Construction
La cathédrale d'Avranches apparaît pour la première fois dans les textes en 1025, au moment de sa reconstruction sous l’épiscopat de Maugis (1022-c. 1026). À cette époque, la Normandie assiste à la reconstruction de chacune des cathédrales de ses six diocèses. Si le duc de Normandie Richard II soutient le projet financièrement et politiquement, il faut voir en Maugis le véritable promoteur de ce vaste projet architectural.
La construction de la cathédrale romane d’Avranches s’échelonna sur près d’un siècle ; peut-être même y eut-il deux campagnes de construction. Après les premiers travaux initiés par Maugis, il faut attendre le 17 septembre 1121 pour voir la cathédrale enfin consacrée, sous l’épiscopat de Turgis (1094-1134).
Du XII au XVI siècles
En 1172, le puissant roi d’Angleterre Henri II Plantagenêt vint à Avranches pour faire amende honorable devant les légats du pape, pour le meurtre de l'archevêque de Cantorbéry, Thomas Becket, qui avait ému toute la chrétienté. Au bas de la place Daniel-Huet, une dalle funéraire du XVII siècle, entourée de chaînes, rappelle l'emplacement de la porte nord de la cathédrale, là où le roi d'Angleterre reçut la discipline. Voir le monument Henri II de la place Daniel Huet à Avranches.
Aux XI et XII siècles, l'enseignement théologique donné à l'école du chapitre d'Avranches par des chanoines et des moines normands était très réputé. Deux moines du Bec, les italiens Lanfranc de Pavie et Anselme d’Aoste, s’illustrèrent à Avranches à la fin du XI siècle avant de devenir archevêques de Cantorbéry.
La principale faiblesse de la cathédrale résidait dans sa situation : exposée en première ligne, elle fut la cible de toutes les attaques et, à diverses reprises, dut être consolidée.
En avril 1450, lors d’un ultime épisode avranchinais de la guerre de Cent Ans, François I, duc de Bretagne, allié du roi de France, dirigea les troupes royales rassemblées au Pont-Gilbert, avec pour objectif de chasser l'occupant anglais de la ville. Après trois semaines de siège, l'artillerie avait fait de tels ravages que le capitaine anglais John Lampet demanda la fin des combats. L’état pitoyable des fortifications, du palais épiscopal et de la cathédrale, nécessita des travaux colossaux.

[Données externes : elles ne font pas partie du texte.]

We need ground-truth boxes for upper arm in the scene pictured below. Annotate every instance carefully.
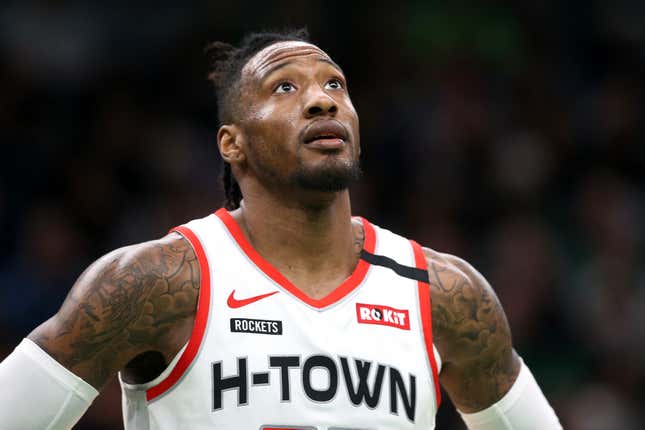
[424,249,520,413]
[29,233,199,389]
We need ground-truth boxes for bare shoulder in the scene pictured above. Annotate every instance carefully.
[29,233,200,389]
[423,248,520,412]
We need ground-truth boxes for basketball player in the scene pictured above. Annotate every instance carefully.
[0,32,561,430]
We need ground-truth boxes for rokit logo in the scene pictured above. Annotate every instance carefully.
[356,303,410,330]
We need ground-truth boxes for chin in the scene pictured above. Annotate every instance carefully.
[291,161,362,192]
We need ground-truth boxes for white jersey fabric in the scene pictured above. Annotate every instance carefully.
[121,209,441,430]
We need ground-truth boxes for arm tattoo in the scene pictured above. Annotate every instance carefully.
[426,250,519,412]
[30,234,200,387]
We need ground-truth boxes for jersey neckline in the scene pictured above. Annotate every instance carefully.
[215,208,376,309]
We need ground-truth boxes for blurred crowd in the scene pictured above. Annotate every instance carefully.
[0,0,645,430]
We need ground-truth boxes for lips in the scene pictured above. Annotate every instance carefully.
[302,120,348,144]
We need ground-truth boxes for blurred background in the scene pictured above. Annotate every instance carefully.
[0,0,645,430]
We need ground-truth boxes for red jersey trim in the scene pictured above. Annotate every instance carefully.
[410,240,441,410]
[146,226,211,402]
[215,208,376,309]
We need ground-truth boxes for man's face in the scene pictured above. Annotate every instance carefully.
[234,41,360,191]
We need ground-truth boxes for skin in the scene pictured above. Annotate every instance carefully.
[29,42,520,412]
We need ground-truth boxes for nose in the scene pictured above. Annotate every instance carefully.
[304,86,338,118]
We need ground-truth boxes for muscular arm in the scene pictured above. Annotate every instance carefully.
[29,233,199,390]
[424,248,521,413]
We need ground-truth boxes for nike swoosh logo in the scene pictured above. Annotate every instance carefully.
[226,290,280,309]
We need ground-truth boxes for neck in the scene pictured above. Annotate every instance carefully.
[232,185,362,296]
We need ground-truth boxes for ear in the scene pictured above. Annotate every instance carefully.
[217,124,246,165]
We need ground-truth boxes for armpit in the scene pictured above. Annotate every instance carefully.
[29,234,199,388]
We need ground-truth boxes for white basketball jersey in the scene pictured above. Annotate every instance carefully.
[121,209,441,430]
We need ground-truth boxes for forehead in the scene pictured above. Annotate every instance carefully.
[242,41,332,82]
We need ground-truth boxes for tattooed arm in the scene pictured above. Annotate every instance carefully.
[29,233,200,390]
[424,248,521,413]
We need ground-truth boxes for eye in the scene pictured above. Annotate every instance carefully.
[325,79,343,90]
[273,82,296,93]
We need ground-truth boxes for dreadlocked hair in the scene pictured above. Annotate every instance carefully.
[204,28,309,210]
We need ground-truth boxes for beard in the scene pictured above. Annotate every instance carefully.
[289,160,363,192]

Au XVI siècle, pendant l’hiver 1590-1591, un nouveau siège meurtrit la cité : la population, guidée par le gouverneur Odoard Péricard et son frère l'évêque François Péricard, s'est ralliée à la « Sainte Ligue » catholique et refusait de reconnaître le roi Henri IV. La ville capitula au terme de soixante jours de harcèlement et de bombardement par l'artillerie royale sous les ordres du duc de Montpensier. Une fois encore la ville devait panser ses plaies.
Destruction
En 1798, à la Révolution, la cathédrale Saint-André fut réduite à une simple église paroissiale dont le curé constitutionnel se nommait Rioult de Montbray. Ce dernier effectua des travaux hasardeux et, le 20 germinal de l’an IV (9 avril 1796), en particulier la suppression du jubé en pierre qui fermait le chœur. Ce jubé ayant probablement eu un effet de soutainement, sa disparition entraîna un écartement puis l'écroulement d'une partie des voûtes de la neuf et du chœur. La cathédrale ruinée resta ainsi pendant tout le reste de la Révolution.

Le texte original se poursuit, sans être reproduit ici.